Little Joe recensione del film di Jessica Hausner con Emily Beecham, Ben Whishaw, Kerry Fox, Kit Connor, David Wilmot, Sebastian Hülk e Lindsay Duncan
Presentato al Festival di Cannes 2019, dove ha vinto il premio per la miglior attrice protagonista con Emily Beecham, Little Joe è un film estremamente particolare; una di quelle miscele molto promettenti che il cinema indipendente continua a sfornare senza sosta. Solitamente non molte di queste pellicole riescono a lasciare il segno. Little Joe è in grado di farlo? Scopriamolo in questa recensione.
Il concept di Little Joe è molto interessante. Un gruppo di ricercatori sta cercando di creare una pianta in grado di rilasciare un profumo che muti l’umore delle persone e le renda felici. La dottoressa Alice Woodward (Emily Beecham) sembra essere riuscita nell’intento, ma in poco tempo le cose iniziano a diventare un po’ sinistre.
Non ci addentriamo oltre perché non vogliamo rovinarvi la trama, ma confermiamo che diventa man mano sempre più interessante, fino al punto in cui non si riesce più a capire dove giaccia la verità.
Quindi, a livello narrativo, il film è estremamente ispirato, con anche un intreccio abbastanza convincente, però c’è qualcosa che non torna. La storia non riesce a catturare come (crediamo) speravano gli autori; è come se si stesse guardando la pellicola da dietro una barriera protettiva che non permette di farci immergere all’interno delle vicende.

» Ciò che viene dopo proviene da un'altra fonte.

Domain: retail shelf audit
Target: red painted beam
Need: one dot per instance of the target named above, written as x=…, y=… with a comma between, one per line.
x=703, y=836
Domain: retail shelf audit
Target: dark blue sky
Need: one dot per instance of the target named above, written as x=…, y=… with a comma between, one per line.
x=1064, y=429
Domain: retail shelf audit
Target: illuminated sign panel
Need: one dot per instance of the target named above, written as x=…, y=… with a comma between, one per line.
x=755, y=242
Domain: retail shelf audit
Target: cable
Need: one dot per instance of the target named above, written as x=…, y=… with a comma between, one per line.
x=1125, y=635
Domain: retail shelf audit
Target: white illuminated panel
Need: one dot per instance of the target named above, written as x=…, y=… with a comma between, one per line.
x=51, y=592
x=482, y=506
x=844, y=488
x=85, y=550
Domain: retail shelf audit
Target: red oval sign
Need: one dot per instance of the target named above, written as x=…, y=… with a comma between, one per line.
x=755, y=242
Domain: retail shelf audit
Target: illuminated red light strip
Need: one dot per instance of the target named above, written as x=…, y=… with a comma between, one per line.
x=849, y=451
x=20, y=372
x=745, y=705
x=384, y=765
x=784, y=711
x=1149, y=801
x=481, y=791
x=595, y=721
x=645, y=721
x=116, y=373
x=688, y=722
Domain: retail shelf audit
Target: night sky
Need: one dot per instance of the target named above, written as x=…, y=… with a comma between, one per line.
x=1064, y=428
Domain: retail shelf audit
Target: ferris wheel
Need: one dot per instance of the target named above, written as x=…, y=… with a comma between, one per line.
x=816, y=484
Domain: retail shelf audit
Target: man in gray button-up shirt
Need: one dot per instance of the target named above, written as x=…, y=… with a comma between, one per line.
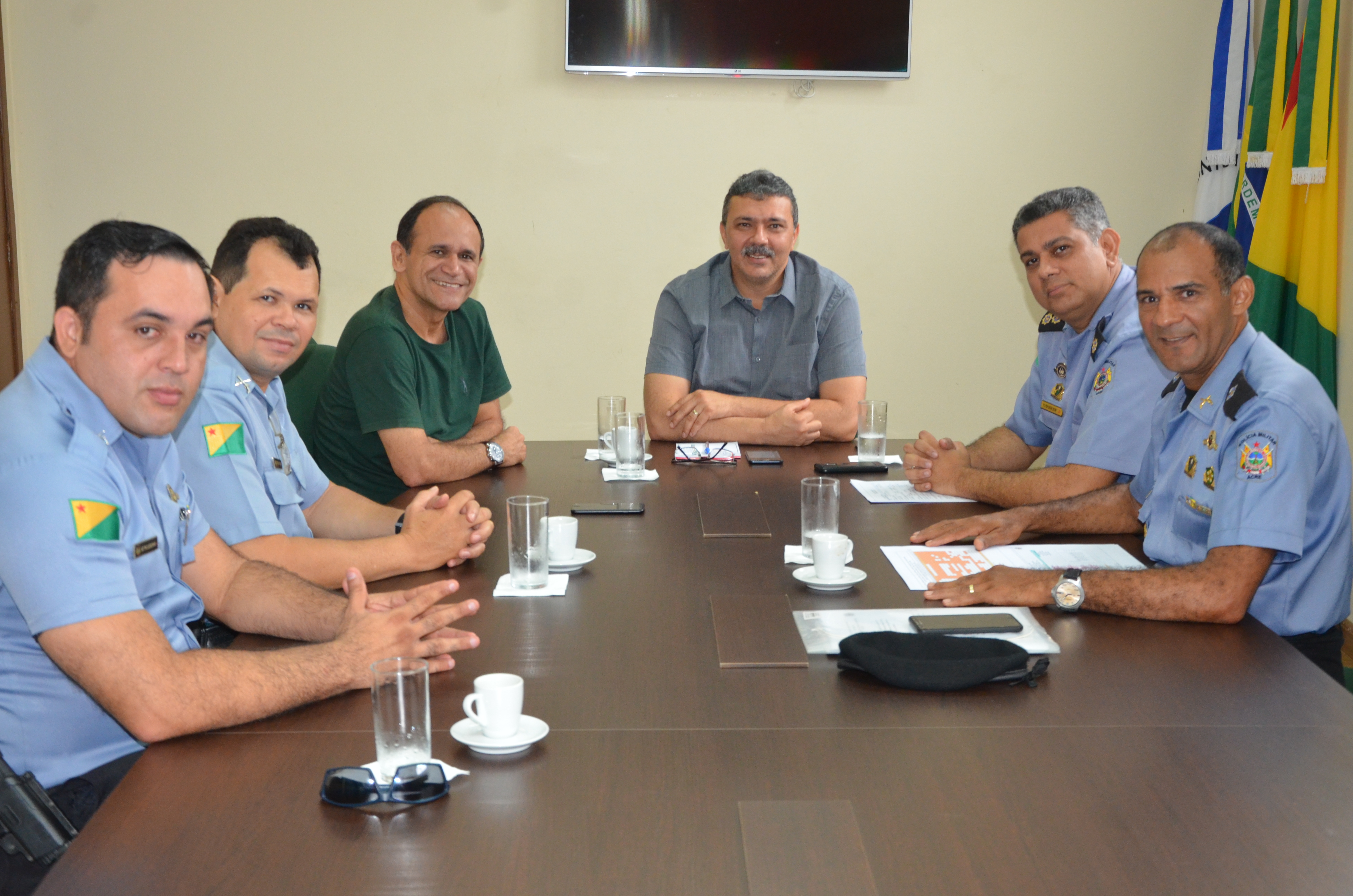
x=760, y=344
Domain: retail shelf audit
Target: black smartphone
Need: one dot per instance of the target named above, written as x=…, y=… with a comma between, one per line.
x=608, y=508
x=967, y=625
x=850, y=467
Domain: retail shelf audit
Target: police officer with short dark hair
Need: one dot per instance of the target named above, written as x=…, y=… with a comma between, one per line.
x=1244, y=493
x=107, y=566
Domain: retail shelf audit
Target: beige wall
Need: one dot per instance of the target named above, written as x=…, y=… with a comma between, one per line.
x=596, y=191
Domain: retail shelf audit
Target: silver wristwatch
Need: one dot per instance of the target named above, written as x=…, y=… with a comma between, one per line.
x=496, y=453
x=1068, y=595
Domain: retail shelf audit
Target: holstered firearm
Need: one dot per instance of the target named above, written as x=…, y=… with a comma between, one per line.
x=30, y=822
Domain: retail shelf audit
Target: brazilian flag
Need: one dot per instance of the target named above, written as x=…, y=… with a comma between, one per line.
x=225, y=439
x=95, y=520
x=1294, y=252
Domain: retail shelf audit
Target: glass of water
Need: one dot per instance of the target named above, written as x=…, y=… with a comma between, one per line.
x=631, y=439
x=820, y=499
x=607, y=409
x=872, y=435
x=402, y=714
x=528, y=541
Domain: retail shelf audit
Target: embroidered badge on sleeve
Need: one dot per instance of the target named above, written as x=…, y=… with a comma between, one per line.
x=225, y=439
x=1103, y=378
x=1256, y=457
x=97, y=522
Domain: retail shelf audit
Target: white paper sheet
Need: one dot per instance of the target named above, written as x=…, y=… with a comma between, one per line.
x=824, y=630
x=900, y=492
x=888, y=459
x=555, y=587
x=611, y=474
x=594, y=454
x=919, y=565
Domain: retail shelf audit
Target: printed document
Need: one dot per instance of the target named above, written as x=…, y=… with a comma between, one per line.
x=919, y=565
x=902, y=492
x=824, y=630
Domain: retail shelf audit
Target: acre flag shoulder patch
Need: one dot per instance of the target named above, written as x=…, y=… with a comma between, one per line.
x=225, y=439
x=95, y=520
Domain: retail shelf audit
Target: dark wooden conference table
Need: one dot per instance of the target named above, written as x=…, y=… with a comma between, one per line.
x=1153, y=758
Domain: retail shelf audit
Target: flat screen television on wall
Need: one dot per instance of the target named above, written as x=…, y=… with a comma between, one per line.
x=741, y=38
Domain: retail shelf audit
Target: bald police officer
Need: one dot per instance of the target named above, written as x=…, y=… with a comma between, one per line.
x=247, y=463
x=1244, y=493
x=107, y=564
x=1087, y=402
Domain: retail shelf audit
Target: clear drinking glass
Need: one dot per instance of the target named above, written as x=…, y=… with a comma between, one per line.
x=607, y=409
x=528, y=541
x=402, y=714
x=820, y=499
x=631, y=440
x=872, y=435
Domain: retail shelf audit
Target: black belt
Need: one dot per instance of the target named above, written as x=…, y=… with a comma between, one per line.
x=210, y=633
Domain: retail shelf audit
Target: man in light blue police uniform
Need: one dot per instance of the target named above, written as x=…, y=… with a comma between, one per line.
x=107, y=562
x=1086, y=408
x=247, y=462
x=1244, y=495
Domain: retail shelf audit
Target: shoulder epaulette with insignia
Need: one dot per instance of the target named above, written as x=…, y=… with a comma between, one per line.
x=1099, y=339
x=1052, y=324
x=1240, y=393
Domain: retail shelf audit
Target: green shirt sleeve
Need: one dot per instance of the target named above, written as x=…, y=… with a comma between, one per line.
x=496, y=377
x=384, y=378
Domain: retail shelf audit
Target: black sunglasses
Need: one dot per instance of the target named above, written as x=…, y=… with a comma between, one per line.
x=354, y=786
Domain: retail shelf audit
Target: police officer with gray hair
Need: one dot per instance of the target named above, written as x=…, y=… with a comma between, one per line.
x=1244, y=495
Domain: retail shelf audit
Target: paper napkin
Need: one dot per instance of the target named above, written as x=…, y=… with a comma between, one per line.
x=611, y=476
x=888, y=459
x=557, y=587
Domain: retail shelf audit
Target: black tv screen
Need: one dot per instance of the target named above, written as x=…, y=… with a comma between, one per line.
x=757, y=38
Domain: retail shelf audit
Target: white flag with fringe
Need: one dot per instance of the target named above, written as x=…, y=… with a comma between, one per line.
x=1226, y=116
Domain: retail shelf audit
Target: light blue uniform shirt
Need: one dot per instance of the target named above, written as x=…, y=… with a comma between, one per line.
x=1090, y=396
x=252, y=488
x=63, y=455
x=1257, y=458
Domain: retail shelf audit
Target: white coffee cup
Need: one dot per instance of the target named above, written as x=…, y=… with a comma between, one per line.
x=498, y=696
x=830, y=553
x=563, y=538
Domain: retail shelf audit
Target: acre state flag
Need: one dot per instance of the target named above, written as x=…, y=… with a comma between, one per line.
x=97, y=522
x=225, y=439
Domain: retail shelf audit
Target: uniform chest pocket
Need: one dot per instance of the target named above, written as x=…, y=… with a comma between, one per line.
x=282, y=488
x=151, y=570
x=793, y=373
x=1193, y=520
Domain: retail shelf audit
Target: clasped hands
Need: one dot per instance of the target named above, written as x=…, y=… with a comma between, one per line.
x=937, y=465
x=439, y=522
x=791, y=424
x=1000, y=585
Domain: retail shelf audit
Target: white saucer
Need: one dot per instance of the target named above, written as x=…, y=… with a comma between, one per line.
x=581, y=558
x=528, y=733
x=850, y=578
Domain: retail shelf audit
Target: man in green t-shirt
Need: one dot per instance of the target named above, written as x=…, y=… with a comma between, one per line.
x=413, y=394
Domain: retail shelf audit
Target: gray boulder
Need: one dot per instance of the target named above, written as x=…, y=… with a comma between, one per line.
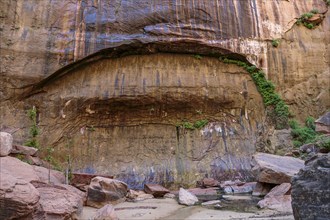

La colpa, probabilmente, è della regia. Sobria ed elegante dall’inizio alla fine, la direzione di Jessica Hausner è ipnotica, stilisticamente immacolata, ma proprio questa attenzione per i movimenti di macchina, questa ostentazione dei carrelli laterali, fanno sembrare il racconto chiuso all’interno di un “serra”.
Forse era proprio il risultato che speravano di ottenere (cosa che risulta ancora più evidente dal reiterato soffermarsi su di un formicaio che il figlio di Alice tiene in una teca di vetro), ma il tutto risulta estremamente freddo e distaccato, così tanto da discostare anche l’immersione dello spettatore.
Un discorso simile va fatto per la direzione della fotografia, affidata a Martin Gschlacht, estremamente colorata e con dei toni che si legano bene tra loro, ma anche questa molto canonica, molto scolastica.
Ciò non significa che il film non sia visivamente valido. Tutt’altro. Sono presenti diverse sequenze degne di nota, specialmente quelle ambientate dentro la serra. Inoltre, anche la costruzione della tensione attraverso la componente visiva e sonora (inquietante al punto giusto) convince il più delle volte, senza sfociare nell’orrore più classico, ma mantenendo un certo tono di mistero per tutto lo svolgimento del film. Tuttavia, la sensazione finale è quella di un grande esercizio di stile che non convince mai appieno.